Thursday, September 12, 2013
JAMA Internal Medicine (JIM, you'll always be Archives of Internal Medicine to me) has published a study of an outcome prediction tool for in-hospital cardiac arrest. Specifically, a tool to predict the rates of neurologically intact survival after an in-hospital arrest. The developers of the tool call it GO-FAR (Good Outcome Following Attempted Resuscitation).
One could imagine ways of re-titling it FORe-GO, if one chose to spend one's time imagine such things.
This is the best tool of its kind that I've seen, although one needs to be very clear about what it's actually predicting.
The paper mostly describes, in detail, the derivation and validation of the tool. I won't belabor this - they did a good job of it, used a large dataset, created a model, tested and validated it to get the best receiver operator curve, etc. The data come from the massive, US-based, 'Get With the Guidelines Registry' (which used to be called the National Registry of Cardiopulmonary Resuscitation). The GWGR collects standardized data on in-hospital cardiac arrests from 366 hospitals in the US (all types and regions of hospitals) (the national rate of CPR survival to discharge of 18% which most of us are aware of comes from the GWGR). The GO-FAR data come from arrests between 2007-2009 (51,000 patients).
Worth belaboring, because this is critically important in understanding if one chooses to use this as a tool to help patients understand CPR outcomes, is how they defined a good outcome: a Cerebral Performance Category (CPC) of 1. CPC of 1 means:
"The patient is conscious, alert, and able to work but might have mild neurologic or psychological deficits (such as mild dysphagia or minor cranial nerve abnormalities). Patients with a CPC score of 2 have moderate cerebral disability and are able to live independently and work in a sheltered environment. Disabilities may include hemiplegia, seizures, ataxia, dysphagia, or permanent memory or mental changes. Patients with CPC scores of 3 through 5 progress through severe cerebral disability, coma or vegetative state, and finally brain death."This is important because while I'll venture to claim that nearly everyone would agree CPC scores of 3-5 are dismal outcomes, I think there could be a substantial number of people for whom a CPC of 2 would be acceptable. Not welcomed, not a 'good outcome' (which is, granted, what the researchers here are trying to predict), but better than death for some. So to be clear, the GO-FAR tool predicts rates of survival to hospital discharge with a CPC of 1, every other outcome from a CPC of 2 to death are lumped together as bad outcomes.

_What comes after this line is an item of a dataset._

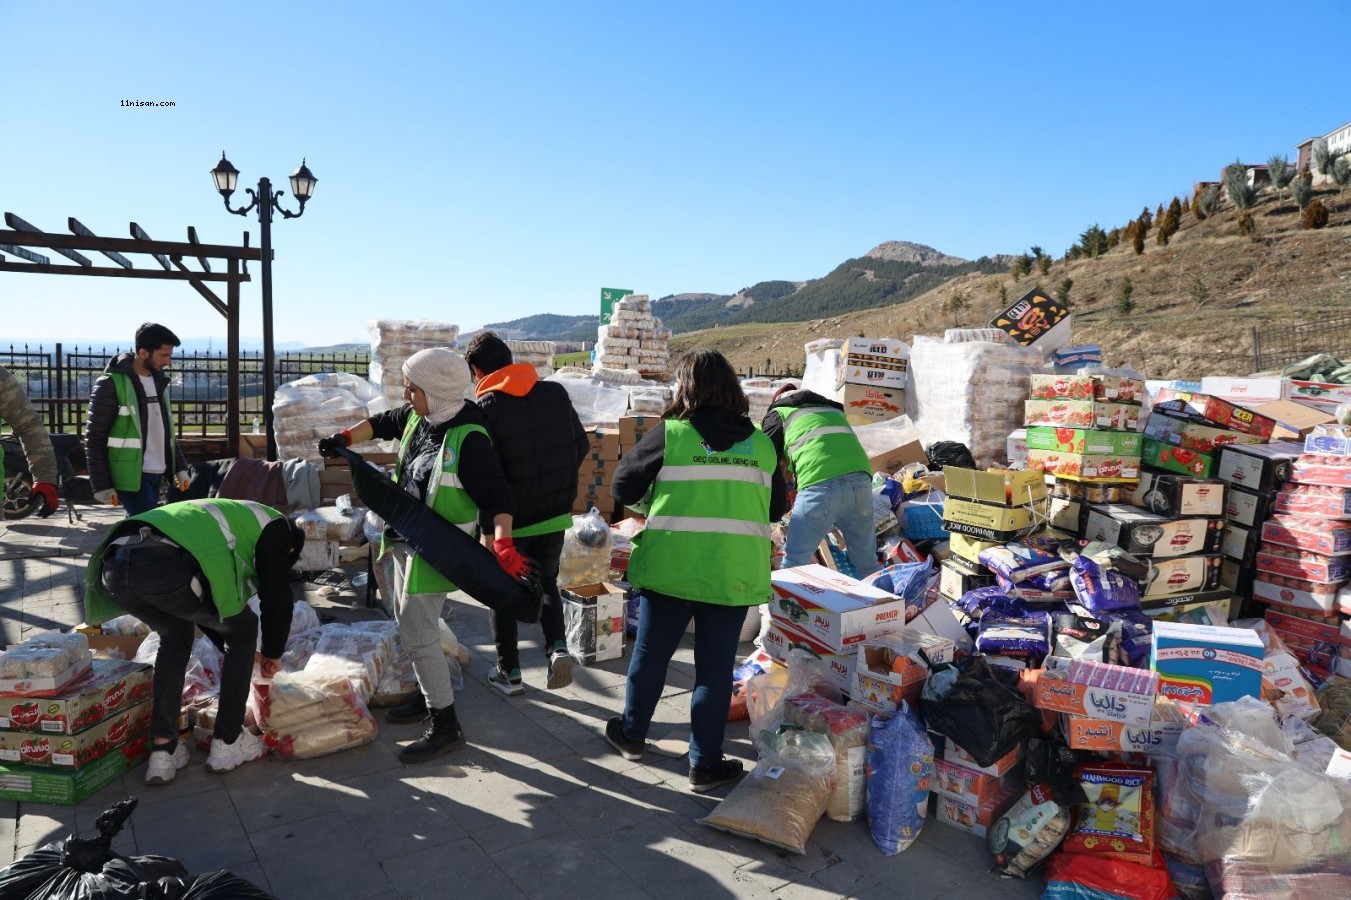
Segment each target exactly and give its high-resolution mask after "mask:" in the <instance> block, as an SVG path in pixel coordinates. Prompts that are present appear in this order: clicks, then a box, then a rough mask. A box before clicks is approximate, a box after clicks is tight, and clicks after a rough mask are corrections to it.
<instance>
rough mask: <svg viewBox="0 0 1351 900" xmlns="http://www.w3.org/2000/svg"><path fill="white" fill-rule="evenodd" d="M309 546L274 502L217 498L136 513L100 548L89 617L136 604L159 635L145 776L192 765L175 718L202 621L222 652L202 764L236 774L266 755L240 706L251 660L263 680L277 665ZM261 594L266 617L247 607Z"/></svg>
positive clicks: (279, 666) (106, 617)
mask: <svg viewBox="0 0 1351 900" xmlns="http://www.w3.org/2000/svg"><path fill="white" fill-rule="evenodd" d="M304 545H305V534H304V531H301V530H300V528H299V527H296V524H295V523H293V522H290V520H289V519H288V518H286V516H284V515H281V514H280V512H277V511H276V509H273V508H272V507H265V505H263V504H261V503H253V501H250V500H220V499H211V500H184V501H182V503H170V504H168V505H163V507H158V508H155V509H147V511H146V512H142V514H138V515H134V516H130V518H127V519H124V520H123V522H119V523H118V524H116V526H113V527H112V528H111V530H109V531H108V535H107V536H105V538H104V539H103V543H100V545H99V547H97V549H96V550H95V551H93V555H92V557H91V558H89V568H88V577H86V586H85V622H88V623H89V624H101V623H103V622H107V620H108V619H112V618H113V616H119V615H122V614H124V612H130V614H131V615H134V616H136V618H138V619H141V620H142V622H145V623H146V624H147V626H150V628H151V630H153V631H154V632H155V634H157V635H158V636H159V650H158V653H157V654H155V676H154V686H153V692H154V703H153V711H151V722H150V739H151V742H153V745H151V749H150V750H151V753H150V764H149V765H147V768H146V784H150V785H161V784H169V782H170V781H173V778H174V774H176V773H177V772H178V769H182V768H184V766H185V765H188V758H189V753H188V745H186V743H182V742H180V741H178V718H180V715H181V712H182V684H184V676H185V673H186V670H188V662H189V659H190V657H192V642H193V635H195V628H201V631H203V634H205V635H207V638H209V639H211V642H212V643H213V645H216V647H218V649H220V650H222V651H223V653H224V661H223V662H222V666H220V705H219V712H218V714H216V726H215V731H213V734H212V738H211V753H209V754H208V755H207V770H208V772H215V773H220V772H230V770H231V769H235V768H238V766H240V765H243V764H245V762H251V761H254V759H258V758H261V757H262V755H263V754H265V753H266V746H265V745H263V741H262V738H261V736H258V735H255V734H253V732H251V731H249V730H247V728H245V727H243V724H245V703H246V701H247V699H249V685H250V681H251V680H253V678H251V676H253V668H254V664H255V662H257V664H258V668H259V672H261V673H262V676H263V677H272V676H274V674H277V672H280V670H281V664H280V662H278V661H280V659H281V654H282V653H284V651H285V649H286V636H288V635H289V632H290V608H292V604H293V601H295V599H293V596H292V592H290V568H292V566H293V565H295V564H296V559H299V558H300V551H301V549H303V547H304ZM254 595H257V596H258V609H259V614H254V611H253V609H251V608H250V607H249V600H250V599H251V597H253V596H254ZM259 616H261V619H262V649H261V650H257V647H258V620H259Z"/></svg>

GO-FAR is being explicitly developed to help inform discussions at the time of hospital admission, so they deliberately excluded patient/CPR characteristics which predict outcomes but wouldn't be available necessarily to the admitting clinician (such as initial rhythm after arrest, site of arrest as someone may be admitted to the floor then transferred to the ICU prior to arresting). The characteristics which survived their analysis and were included in the final index are below. They very nicely also mentioned what the overall survival to discharge with good outcome was in all of these categories (remember, this is not overall survival, this is survival with a CPC of 1). The overall survival with good outcome rate for the entire dataset (all-comers) is 10%.

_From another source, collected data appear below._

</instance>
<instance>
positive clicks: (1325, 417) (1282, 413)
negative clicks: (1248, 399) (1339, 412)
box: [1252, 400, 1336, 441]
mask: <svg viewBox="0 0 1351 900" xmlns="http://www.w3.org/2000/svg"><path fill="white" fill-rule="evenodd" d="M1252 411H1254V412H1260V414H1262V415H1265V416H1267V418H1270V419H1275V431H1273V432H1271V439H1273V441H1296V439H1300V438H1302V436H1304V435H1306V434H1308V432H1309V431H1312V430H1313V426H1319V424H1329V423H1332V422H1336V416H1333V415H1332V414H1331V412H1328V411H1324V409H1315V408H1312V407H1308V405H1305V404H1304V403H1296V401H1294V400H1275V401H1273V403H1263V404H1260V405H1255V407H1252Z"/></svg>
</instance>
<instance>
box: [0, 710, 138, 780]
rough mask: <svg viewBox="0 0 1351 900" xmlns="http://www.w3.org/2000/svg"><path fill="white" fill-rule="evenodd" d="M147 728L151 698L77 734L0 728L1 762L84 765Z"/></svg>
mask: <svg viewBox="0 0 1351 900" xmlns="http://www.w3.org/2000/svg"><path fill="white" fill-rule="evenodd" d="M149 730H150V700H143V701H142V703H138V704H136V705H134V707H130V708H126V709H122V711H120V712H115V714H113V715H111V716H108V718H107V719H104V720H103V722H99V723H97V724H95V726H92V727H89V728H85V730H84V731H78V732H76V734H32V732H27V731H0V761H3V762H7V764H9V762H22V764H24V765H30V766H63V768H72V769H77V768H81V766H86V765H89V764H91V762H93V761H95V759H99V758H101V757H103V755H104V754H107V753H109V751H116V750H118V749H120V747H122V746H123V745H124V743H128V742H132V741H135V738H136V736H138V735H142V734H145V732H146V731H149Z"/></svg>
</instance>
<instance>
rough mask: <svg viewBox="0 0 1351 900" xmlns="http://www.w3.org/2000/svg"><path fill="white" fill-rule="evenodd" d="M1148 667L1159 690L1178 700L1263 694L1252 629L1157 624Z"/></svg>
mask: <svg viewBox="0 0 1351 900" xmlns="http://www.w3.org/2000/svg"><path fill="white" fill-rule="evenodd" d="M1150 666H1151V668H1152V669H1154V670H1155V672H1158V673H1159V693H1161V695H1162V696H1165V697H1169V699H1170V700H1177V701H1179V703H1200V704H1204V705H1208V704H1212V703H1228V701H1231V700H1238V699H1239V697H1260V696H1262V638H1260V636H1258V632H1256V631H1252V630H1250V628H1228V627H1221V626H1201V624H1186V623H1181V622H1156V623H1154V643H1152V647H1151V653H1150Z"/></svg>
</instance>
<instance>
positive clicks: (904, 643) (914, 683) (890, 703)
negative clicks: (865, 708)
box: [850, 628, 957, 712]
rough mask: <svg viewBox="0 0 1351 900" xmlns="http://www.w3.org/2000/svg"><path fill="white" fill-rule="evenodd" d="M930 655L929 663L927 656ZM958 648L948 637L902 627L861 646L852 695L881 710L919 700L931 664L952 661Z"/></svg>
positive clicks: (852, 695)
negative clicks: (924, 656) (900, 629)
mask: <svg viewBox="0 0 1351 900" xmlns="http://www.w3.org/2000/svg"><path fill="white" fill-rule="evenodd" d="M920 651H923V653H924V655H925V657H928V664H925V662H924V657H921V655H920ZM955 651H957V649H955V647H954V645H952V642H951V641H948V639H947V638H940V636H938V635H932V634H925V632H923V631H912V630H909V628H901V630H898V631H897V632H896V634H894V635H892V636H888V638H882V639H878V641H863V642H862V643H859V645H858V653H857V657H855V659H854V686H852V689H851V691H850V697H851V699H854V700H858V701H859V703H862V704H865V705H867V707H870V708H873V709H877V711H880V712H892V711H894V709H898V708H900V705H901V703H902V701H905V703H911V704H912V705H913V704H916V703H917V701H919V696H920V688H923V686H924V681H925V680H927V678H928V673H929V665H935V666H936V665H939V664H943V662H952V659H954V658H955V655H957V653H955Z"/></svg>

- Neurologically intact/minimal deficits at time of admission - CPC of 1 (this predicted a better outcome; everything else here predicted worse outcome) (18%)
- Major trauma (reason for admission) (6%)
- Acute stroke (reason for admission) (3.7%)
- Metastatic solid tumor or any hematologic malignancy (5.2%)
- Septicemia (basically they mean active bacteremia here; not the sepsis syndrome) (3.6%)
- Medical non-cardiac diagnosis (reason for admission; ie, patients admitted with cardiac conditions did better) (5.6%)
- Hepatic insufficiency (bilirubin greater than 2mg/dl or AST more than 2 times the upper limit of normal) (4.4%)
- Admitted from a skilled nursing facility (3.2%)
- Hypotension or hypoperfusion (5.9%)
- Renal insufficiency (creatinine over 2mg/dl) or dialysis (6.4%)
- Pneumonia (5.2%)
- Age over 70; the older the worse the outcome (10.2% 70-74 down to 4.5% for over 85 years).